RobertM 22 Apr 2023 22:15 UTC
3 points
2
My guess is the interpretability team is under a lot of pressure to produce insights that would help the rest of the org with capabilities work
I would be somewhat surprised if this was true, assuming you mean a strong form of this claim (i.e. operationalizing “help with capabilities work” as relying predominantly on 1st-order effects of technical insights, rather than something like “help with capabilities work by making it easier to recruit people”, and “pressure” as something like top-down prioritization of research directions, or setting KPIs which rely on capabilities externalities, etc).
I think it’s more likely that the interpretability team(s) operate with approximately full autonomy with respect to their research directions, and to the extent that there’s any shaping of outputs, it’s happening mostly at levels like “who are we hiring” and “org culture”.

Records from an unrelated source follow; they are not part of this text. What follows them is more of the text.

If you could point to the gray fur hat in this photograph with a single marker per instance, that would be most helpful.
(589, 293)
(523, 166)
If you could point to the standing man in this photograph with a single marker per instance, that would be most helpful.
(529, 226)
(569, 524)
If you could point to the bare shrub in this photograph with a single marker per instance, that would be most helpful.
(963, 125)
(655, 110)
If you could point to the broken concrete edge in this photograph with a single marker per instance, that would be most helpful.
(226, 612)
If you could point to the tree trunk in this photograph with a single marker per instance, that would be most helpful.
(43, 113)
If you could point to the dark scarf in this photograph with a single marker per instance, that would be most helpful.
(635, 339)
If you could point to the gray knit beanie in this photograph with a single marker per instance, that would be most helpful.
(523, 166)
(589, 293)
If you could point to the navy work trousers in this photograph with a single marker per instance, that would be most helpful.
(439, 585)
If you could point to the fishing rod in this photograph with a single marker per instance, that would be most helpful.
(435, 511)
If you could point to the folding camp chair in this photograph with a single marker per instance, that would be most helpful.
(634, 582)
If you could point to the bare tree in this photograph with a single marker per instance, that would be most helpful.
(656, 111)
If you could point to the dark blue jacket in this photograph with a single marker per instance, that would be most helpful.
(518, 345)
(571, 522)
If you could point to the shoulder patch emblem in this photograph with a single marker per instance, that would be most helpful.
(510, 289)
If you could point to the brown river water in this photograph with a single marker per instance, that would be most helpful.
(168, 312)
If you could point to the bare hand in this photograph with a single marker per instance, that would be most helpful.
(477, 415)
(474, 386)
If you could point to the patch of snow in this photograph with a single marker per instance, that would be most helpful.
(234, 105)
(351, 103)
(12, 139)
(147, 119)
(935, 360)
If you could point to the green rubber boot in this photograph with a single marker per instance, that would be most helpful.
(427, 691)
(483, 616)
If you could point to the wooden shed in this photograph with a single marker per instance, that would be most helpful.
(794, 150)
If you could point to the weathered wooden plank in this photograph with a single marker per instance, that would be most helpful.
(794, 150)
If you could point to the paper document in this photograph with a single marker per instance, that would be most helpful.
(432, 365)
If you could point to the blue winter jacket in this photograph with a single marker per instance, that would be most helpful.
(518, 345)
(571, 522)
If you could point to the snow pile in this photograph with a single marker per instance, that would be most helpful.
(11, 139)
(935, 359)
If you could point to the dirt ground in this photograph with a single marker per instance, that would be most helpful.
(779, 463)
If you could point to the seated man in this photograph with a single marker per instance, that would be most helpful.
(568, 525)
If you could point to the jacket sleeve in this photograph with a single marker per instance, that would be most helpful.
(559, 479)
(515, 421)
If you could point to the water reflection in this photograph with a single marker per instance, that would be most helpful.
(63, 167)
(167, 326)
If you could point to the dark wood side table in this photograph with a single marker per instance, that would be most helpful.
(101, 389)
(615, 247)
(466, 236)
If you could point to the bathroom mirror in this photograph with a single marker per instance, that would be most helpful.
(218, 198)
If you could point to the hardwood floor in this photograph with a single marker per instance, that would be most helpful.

- habryka 23 Apr 2023 1:07 UTC
  5 points
  2
  Parent
  The pressure here looks more like “I want to produce work that the people around me are excited about, and the kind of thing they are most excited about is stuff that is pretty directly connected to improving capabilities”, whereby I include “getting AIs to perform a wider range of economically useful tasks” as “improving capabilities”.
  I definitely don’t think this is the only pressure the team is under! There are lots of pressures that are acting on them, and my current guess is that it’s not the primary pressure, but I would be surprised if it isn’t quite substantial.